Ainsi cette discrimination a-t-elle recours
à l’art consommé et sophistique des silences ou des abstentions, lorsque se
taire signifie en circonstance assentir ; ou ainsi pratique-t-elle l’art
plus subtil des euphémismes, mais non des euphémismes positifs de respect et de
pudeur qui consistent à ne pas dire la chose pour simplement la suggérer à
l’évidence, mais des euphémismes négatifs et d’agression, qui visent à ne pas
vouloir sémantiquement la désigner et à essayer d’induire un doute ou une
suspicion la concernant.
A travers de telles formes, la
discrimination raciste répand une même atmosphère propice au déclenchement des
lois de l’imitation, des lois de la reproduction passive, par hypnose de groupe
et complicité fanatique (ce que nous stigmatisions dès L’homme coupable
au lendemain du procès Papon ou dans Droits premiers au lendemain de la
première Guerre d’Irak).
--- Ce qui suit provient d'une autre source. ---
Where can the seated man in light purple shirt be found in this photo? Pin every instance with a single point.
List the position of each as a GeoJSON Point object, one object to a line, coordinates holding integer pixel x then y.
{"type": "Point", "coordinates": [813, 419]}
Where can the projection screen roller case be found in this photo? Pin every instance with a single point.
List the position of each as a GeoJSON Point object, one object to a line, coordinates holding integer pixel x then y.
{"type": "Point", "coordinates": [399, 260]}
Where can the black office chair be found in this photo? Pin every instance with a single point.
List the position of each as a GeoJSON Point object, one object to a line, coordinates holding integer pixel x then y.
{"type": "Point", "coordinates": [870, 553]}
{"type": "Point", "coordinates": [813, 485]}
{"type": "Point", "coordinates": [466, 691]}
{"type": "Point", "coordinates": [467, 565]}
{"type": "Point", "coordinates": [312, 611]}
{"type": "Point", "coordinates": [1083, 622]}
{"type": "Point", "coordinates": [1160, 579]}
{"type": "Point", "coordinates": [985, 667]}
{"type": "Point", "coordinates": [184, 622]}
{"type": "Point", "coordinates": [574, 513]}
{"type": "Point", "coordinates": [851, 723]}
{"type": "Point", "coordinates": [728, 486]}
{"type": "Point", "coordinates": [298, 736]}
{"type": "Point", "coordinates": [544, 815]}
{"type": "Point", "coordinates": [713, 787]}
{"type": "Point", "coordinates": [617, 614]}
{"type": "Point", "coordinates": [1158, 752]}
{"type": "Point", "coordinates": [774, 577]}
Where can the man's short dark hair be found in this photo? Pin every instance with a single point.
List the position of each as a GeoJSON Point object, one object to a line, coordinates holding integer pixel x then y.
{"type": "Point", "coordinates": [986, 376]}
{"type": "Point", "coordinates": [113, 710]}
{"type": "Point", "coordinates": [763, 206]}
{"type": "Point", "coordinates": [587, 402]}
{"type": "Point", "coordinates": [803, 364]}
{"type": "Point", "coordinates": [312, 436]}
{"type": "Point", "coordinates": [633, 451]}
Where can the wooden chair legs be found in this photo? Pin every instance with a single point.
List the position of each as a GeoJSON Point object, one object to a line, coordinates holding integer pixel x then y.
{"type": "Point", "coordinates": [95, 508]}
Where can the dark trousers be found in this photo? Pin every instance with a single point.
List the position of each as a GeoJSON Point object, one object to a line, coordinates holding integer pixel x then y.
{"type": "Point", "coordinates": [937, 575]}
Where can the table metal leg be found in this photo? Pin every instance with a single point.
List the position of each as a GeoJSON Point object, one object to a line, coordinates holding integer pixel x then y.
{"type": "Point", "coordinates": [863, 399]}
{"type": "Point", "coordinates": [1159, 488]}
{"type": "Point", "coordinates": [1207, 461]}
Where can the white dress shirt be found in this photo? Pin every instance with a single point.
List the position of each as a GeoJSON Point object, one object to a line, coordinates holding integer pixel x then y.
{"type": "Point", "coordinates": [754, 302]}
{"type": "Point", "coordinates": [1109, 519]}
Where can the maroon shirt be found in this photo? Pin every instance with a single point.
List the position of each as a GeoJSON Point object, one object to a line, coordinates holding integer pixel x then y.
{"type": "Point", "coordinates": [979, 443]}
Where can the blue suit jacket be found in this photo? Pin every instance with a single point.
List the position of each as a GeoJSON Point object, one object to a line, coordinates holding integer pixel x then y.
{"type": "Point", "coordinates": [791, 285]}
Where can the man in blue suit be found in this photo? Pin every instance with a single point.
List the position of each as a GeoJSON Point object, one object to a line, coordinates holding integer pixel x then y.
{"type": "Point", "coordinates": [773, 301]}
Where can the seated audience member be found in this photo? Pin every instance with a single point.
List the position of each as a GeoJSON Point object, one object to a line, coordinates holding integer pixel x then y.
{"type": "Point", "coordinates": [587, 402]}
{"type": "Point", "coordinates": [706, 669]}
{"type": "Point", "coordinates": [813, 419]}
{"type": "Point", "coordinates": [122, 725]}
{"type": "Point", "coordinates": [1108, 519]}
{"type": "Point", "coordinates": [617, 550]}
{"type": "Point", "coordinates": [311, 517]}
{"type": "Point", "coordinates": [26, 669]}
Et elle contribue à désigner très vite des
culpabilités latentes et à se faire bonne conscience d’y réagir par appui sur
un non-dit ou sur un dit partiel collectivement diffus ou
d’autorité.
C’est qu’elle procède en effet parfois de
l’autorité même de l’Etat (thème de notre Justice et Hégémonie) quand
elle n’émane pas de l’appareil médiatique sur lequel cette autorité est
connectée ou branchée ; c’est qu’elle provient ou qu’elle est attisée par
les foyers mêmes de la réflexion officialisée dans le discours public ou social
et qu’elle participe en ce sens à une formation des esprits, éducativement
prédisposés aux lectures tronquées et erronées, ce qui pourrait bien en
apparenter les moyens aux techniques de domptage et d’apprentissage d’opinion
les plus redoutées de l’histoire récente. Il n’y a certes pas d’orchestration
commune de ce scénario aux rouages bien montés comme l’eût enseigné la théorie
réactionnaire du complot. Il y a du moins une pente de masse à exploiter toute
donnée qui donne prise à l’hégémonie d’opinion espérée, et à se résigner à
l’injustice, et à finir par y coopérer. Un syndrome que l’histoire de la pensée
décrit déjà, de La Boétie à Alain, de Frohm à Jung.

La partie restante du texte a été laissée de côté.